The truth about lying: who does it, and why - bootload
http://www.guardian.co.uk/lifeandstyle/2009/aug/08/truth-about-lying

======
dkarl
I lie all the time to people who do their best to stop me from telling the
truth. When people relentlessly and shamelessly manipulate situations to deter
me from telling them something, and I can afford to wait, I'll wait for an
opening. It's like dealing with a military adversary who interprets truth as
aggression. You don't strike when they're posturing right off your coast. You
wait until their navy is in port and their planes are on the ground, and you
hope they won't go to the trouble of punishing you, or that they calm down
before they manage to muster a retaliatory strike. I don't feel guilty about
lying under such circumstances. They're demanding to be lied to, and I'm
telling them the truth against their will. Whether I'm doing them a favor by
ultimately telling the truth or just telling the truth for my own selfish
reasons, I figure they share responsibility for the lies I tell in the
meantime.

------
christofd
Hmm... the real circumstances of social experiments are tough to evaluate.
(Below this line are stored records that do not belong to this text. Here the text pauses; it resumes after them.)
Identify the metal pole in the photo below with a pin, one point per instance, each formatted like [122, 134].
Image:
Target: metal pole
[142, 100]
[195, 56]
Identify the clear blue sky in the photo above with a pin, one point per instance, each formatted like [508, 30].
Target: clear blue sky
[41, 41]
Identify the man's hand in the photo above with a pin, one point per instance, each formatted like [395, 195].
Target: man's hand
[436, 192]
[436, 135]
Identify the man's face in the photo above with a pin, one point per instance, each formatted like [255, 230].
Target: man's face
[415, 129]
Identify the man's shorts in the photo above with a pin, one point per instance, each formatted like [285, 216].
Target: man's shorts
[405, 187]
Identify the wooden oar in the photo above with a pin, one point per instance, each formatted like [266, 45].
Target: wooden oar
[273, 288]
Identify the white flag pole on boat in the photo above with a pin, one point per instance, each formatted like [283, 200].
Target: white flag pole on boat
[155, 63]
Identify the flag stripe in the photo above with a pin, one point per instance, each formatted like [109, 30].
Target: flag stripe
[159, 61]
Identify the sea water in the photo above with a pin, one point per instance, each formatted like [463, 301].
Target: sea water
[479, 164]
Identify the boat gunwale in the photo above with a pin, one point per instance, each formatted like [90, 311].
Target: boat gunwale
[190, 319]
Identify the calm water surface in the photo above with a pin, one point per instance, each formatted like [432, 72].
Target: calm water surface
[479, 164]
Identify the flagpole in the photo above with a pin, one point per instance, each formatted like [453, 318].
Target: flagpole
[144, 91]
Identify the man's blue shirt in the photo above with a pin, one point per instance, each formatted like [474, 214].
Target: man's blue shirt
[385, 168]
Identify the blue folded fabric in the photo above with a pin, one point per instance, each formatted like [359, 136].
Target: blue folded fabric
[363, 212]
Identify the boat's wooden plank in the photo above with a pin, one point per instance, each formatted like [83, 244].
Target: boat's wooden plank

I'd
have to be there to believe it.

I'm skeptical... people might just have thought: hey cool, a social
experiment, let's play with the situation and enjoy myself. In real life
telling somebody, that might know your friends or classmates, you play in a
popular band will not do good for your reputation. I don't think people
outright lie... they omit, expand, exaggerate, twist, etc., but not outright
lie.

There's probably a socially accepted ratio of how much you're allowed to bend
it, with 1.0 being totally honest and 0.0 outright lying. I'd say you can get
away with 0.5 often (try at your own risk). Bell curve?